This blog is a sequel of “Tears of Rainbow”. Using the same hardware set-up of Gigantic RGB LED display, I decided to re-work software a little bit, in order to display the true RMS amplitude of musical content. Video clip on youtube: VU_Meter 640×480 VU_Meter_HD
- Stereo input, process both channel;
- Full audio band, 40 Hz – 20 kHz;
- Fast update rate of visual output.
- Precision Full-Wave measurements.
To process stereo input, this time arduino is switching ADC multiplexer every time when it finish sampling input data array (size=128). Two channels “interleaved” with frame rate 78 Hz, so during each frame only one channel sampled / processed, and update rate per channel is equals to 78 / 2 = 39 Hz, which is more than enough for most audio applications.
I’m using FFT Radix-4 to extract RMS magnitude of audio waveform, and this is why:
1. Sampling rate in this application is 10 kHz. How I achieved 20 kHz stated in objective section, doing sampling only 10 ksps? >>>Aliasing!<<< What is considered to be nightmare when we need spectral information from FFT output, aliasing in this project is really helpful, reflecting all spectral components around axis – 10 kHz back “to the field”. As all bins going to be sum-up there is no issue, only benefits. Due aliasing, I’m able to use low sampling rate, and reduce CPU workload down to 52%.
2. In order to get accurate magnitude calculation of RMS, which is defined as square root of the sum of squares divided by number of samples per specified period of time: V(rms) = √ ( ∑ Vi ^2 ) / N) DC offset must be subtracted from the input raw data of each sample Vi = Vac + Vdc (if you remember, AtMega328 ADC needs DC offset to read AC negative half-wave). The problem here, DC offset value is never known with high accuracy due bunch of reason, like voltage stability of PSU, thermal effects, resistors tolerance (+/- 1 or 5 %), ADC internal non-linearity etc. Cure for this, which works quite well for monitoring electrical grid power, high pass filter (HPF). Only instead of single 50/60 Hz frequency of power line, I have a wide frequency range, starting from 20 Hz and ending at 20 kHz. When I feed specification of the HPF:
- Sample Rate (Hz) ? [0 to 20000] ? 10000
- Desired stop-band attenuation (dB) [10 to 200] ? 40
- Stop-band edge frequency Fa [0 to 5000] ? 0
- Pass-band edge frequency Fp [0 to 5000] ? 40
to Parks-McClellan FIR filter design algorithm (one of the most popular, and probably, the best) it provides the result:
- …filter length: 551 …beta: 3.395321
551 coefficient to be multiplied and sum up (MAC-ed) every 100 usec! No way. I’m not sure, if it could be done on 32-bits 100 MHz platform with build-in MAC hardware, but there is no way for 8-bit 16 MHz Arduino.

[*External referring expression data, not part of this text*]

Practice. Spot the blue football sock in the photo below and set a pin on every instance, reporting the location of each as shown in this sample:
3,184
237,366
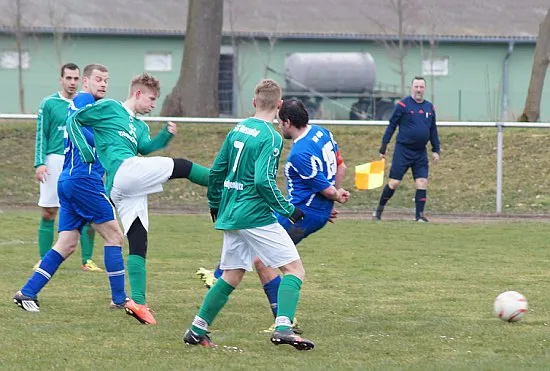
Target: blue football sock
114,265
49,264
271,290
420,200
218,272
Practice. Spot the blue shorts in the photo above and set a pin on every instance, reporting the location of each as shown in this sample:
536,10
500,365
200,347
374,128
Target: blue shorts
83,200
405,158
311,223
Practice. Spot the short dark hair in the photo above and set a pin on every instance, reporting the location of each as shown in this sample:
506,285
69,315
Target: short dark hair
295,111
95,66
145,80
68,66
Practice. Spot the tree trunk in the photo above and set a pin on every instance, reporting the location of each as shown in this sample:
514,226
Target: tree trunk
531,113
196,91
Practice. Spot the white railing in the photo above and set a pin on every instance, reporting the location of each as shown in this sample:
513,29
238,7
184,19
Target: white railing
498,125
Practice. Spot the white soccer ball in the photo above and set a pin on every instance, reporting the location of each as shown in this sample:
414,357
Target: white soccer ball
510,306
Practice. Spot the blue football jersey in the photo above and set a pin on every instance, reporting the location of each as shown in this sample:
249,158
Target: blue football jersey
73,165
311,167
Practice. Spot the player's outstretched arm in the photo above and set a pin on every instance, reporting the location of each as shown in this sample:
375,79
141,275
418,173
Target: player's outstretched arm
146,144
77,136
41,141
265,173
392,126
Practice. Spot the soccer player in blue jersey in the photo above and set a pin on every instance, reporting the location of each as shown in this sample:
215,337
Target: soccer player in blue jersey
415,117
314,171
83,200
48,161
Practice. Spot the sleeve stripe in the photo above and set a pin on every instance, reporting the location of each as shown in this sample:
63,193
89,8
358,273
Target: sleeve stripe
269,166
74,132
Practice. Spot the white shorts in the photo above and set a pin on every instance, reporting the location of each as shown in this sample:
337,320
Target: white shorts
136,178
270,243
48,189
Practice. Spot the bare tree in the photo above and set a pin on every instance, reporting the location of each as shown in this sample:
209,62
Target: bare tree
531,112
196,91
396,44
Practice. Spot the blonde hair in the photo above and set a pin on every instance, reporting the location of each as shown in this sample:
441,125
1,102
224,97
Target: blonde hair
147,81
267,95
90,68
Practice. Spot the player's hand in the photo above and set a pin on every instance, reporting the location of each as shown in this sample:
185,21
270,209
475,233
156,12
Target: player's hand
333,215
383,150
296,216
214,215
172,128
343,195
41,173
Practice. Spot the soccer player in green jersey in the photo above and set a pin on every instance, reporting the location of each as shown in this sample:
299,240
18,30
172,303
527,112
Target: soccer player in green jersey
119,137
48,162
242,196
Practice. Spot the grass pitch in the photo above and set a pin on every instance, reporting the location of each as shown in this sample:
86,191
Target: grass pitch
377,296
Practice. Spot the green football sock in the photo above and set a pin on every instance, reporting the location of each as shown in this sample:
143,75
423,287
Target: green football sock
289,293
213,302
199,174
87,243
45,236
137,275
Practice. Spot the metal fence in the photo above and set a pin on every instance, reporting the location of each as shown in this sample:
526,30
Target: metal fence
499,126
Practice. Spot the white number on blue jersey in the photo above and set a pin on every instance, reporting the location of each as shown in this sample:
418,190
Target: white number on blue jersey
330,159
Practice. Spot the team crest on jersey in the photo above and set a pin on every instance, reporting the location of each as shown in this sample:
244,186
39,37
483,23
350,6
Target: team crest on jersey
132,130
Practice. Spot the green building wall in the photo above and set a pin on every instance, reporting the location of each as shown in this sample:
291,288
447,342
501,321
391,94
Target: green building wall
472,91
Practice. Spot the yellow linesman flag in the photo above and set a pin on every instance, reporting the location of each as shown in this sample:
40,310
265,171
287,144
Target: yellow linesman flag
370,175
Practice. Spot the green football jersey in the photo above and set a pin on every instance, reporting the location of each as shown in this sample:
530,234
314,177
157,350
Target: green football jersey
50,127
118,135
242,182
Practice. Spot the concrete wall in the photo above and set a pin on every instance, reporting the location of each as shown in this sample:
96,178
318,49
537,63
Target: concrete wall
470,92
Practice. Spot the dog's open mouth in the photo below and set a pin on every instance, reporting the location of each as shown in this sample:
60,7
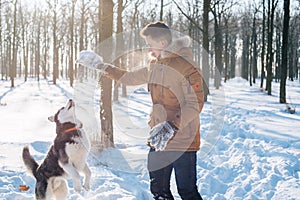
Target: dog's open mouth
71,104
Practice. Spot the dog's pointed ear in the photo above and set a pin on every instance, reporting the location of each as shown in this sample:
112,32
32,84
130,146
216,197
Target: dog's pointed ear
51,118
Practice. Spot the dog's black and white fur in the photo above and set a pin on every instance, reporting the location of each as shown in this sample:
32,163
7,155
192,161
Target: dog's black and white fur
66,158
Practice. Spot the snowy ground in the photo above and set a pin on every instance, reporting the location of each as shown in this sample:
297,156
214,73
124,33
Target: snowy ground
250,144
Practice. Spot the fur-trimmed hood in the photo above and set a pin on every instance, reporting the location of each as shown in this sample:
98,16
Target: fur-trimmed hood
178,47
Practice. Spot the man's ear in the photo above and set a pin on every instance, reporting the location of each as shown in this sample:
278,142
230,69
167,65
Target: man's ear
51,118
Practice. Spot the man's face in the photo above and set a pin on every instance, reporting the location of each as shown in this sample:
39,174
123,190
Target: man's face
155,47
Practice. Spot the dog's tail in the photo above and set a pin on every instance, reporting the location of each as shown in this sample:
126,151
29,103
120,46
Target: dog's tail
29,161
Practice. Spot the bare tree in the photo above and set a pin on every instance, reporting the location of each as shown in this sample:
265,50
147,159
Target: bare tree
205,55
106,16
71,56
285,35
271,12
14,46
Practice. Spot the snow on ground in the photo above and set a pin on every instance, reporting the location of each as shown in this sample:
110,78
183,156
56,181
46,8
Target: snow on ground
250,145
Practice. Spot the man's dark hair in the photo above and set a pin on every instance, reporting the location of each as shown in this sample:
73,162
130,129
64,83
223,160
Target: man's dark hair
157,30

IIR filter wouldn’t make much difference here. It has lower quantity of multiplications, but more sensitive for truncation and rounding error, so I’d have to use longer (32-bits?) variables, which is not desirable on 8-bit microprocessor at all.
And here comes FFT Radix-4, which easily fulfill this extra-tough requirements in the most efficient and elegant way. All I have to do, is just NOT include bin in final sum, and all DONE!. TOP-FLAT linear frequency response 40 Hz – 20 kHz ( -3 dB ), with complete suppression of DC, and low frequency rumble below 20 Hz attenuation. Linearity is better than +-1 dB between 80 – 9960 Hz.
Last things, audio front-end. As VU meter was designed in stereo version, I’ve build another “line-in” pre-amplifier based on this kit: Super Ear Amplifier Kit
Modified Stereo VU meter, Logarithmic scale, 8 bars per channel, spacing 6 dB.